In his opening remarks, our Director General Pema Gyamtsho said that women use cross-border trade to supplement family income but most of this trade occurs at an informal level. He underscored the need for HKH member countries to enact flexible visa regulations. “There is a need to have HKH brands and common certification systems, particularly geographical indication (GI) for niche mountain products. This will enable growers and producers to compete in international markets. ICIMOD would be happy to facilitate the process of cross-border trade in the HKH within the frame of law,” he added.
Bipul Chatterjee, Executive Director, CUTS International noted that women traders in the HKH region face multiple challenges and their economic activities have faced severe disruption due to the COVID-19 pandemic.
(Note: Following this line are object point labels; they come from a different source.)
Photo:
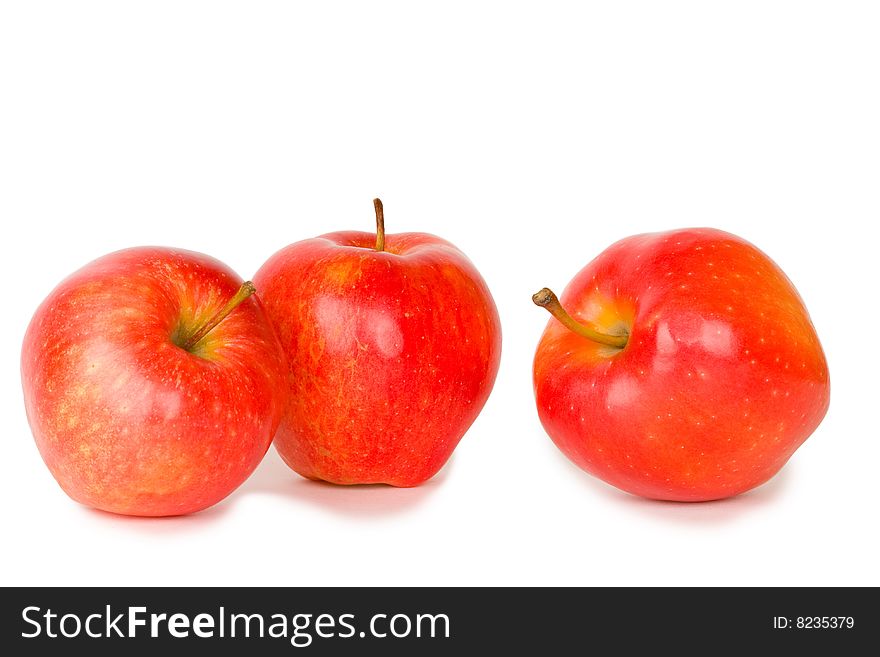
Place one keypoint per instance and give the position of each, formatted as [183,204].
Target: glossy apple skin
[392,354]
[127,421]
[722,378]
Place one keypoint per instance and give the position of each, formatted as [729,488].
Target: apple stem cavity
[547,299]
[247,289]
[380,224]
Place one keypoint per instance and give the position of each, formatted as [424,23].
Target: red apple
[393,344]
[688,368]
[153,384]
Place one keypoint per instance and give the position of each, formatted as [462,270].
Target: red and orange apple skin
[129,422]
[392,354]
[721,380]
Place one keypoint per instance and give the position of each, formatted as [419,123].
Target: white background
[532,135]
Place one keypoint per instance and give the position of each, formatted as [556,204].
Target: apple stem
[546,299]
[247,289]
[380,224]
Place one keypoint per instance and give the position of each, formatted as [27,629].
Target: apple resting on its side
[153,384]
[687,370]
[393,345]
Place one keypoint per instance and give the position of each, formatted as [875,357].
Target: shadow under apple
[360,501]
[691,513]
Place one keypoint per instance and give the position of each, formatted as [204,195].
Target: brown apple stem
[546,299]
[380,224]
[247,289]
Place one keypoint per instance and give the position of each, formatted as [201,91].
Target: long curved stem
[546,299]
[380,224]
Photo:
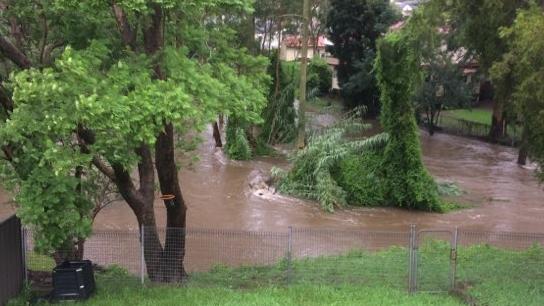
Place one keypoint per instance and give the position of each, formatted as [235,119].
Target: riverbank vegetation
[485,276]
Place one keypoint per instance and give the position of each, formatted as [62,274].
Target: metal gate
[433,259]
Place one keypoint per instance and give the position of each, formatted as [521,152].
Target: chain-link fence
[461,127]
[414,260]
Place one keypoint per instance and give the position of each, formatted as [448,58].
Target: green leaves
[406,181]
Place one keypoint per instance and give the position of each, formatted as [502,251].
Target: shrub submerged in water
[317,173]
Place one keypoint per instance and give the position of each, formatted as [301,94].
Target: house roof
[333,61]
[295,41]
Veena Vidyadharan, Fellow, CUTS International shared the preliminary findings of the study and highlighted major external shocks that affect business activities of women – seasonal nature of business, extreme events and natural disasters, geopolitical tensions, poor transportation, and the recent pandemic. Vidyadharan recommended capacity building of women entrepreneurs and traders for promoting niche products such as chiuri ghee (from the Indian butter tree), large cardamom, beeswax, sea buckthorn, and scorpion grass, and local art and handicrafts such as Aipan art and handmade carpets.
Women entrepreneurs from HKPL, KL, KSL, and the Far Eastern Himalaya also shared their experiences in trade before and after the COVID-19 pandemic, mentioning also that women traders who relied on exhibitions and trade fairs suffered heavy financial losses due to COVID-19 and travel restrictions. Our colleague Kamala Gurung, Gender and Natural Resource Management Specialist led this session.
Bipul Chatterjee moderated the second panel discussion and he asked panelists to suggest how the business environment could be made more enabling for women entrepreneurs and whether informal businesses should be formalized. The panelists included Mozammil Shinwari, Executive Director, Organization for Economic Studies and Peace, Afghanistan; Kunzang Lhamu, Director General, Department of Employment and Human Resources, Ministry of Labour and Human Resources, Bhutan; Pankaj Tewari, Executive Director, Aarohi, Uttarakhand, India; and Reeta Simha, President, Federation of Woman Entrepreneurs’ Associations of Nepal, Nepal.
The discussion was followed by Q&A session and concluding remarks by our Senior Gender Specialist colleague Chanda Gurung Goodrich.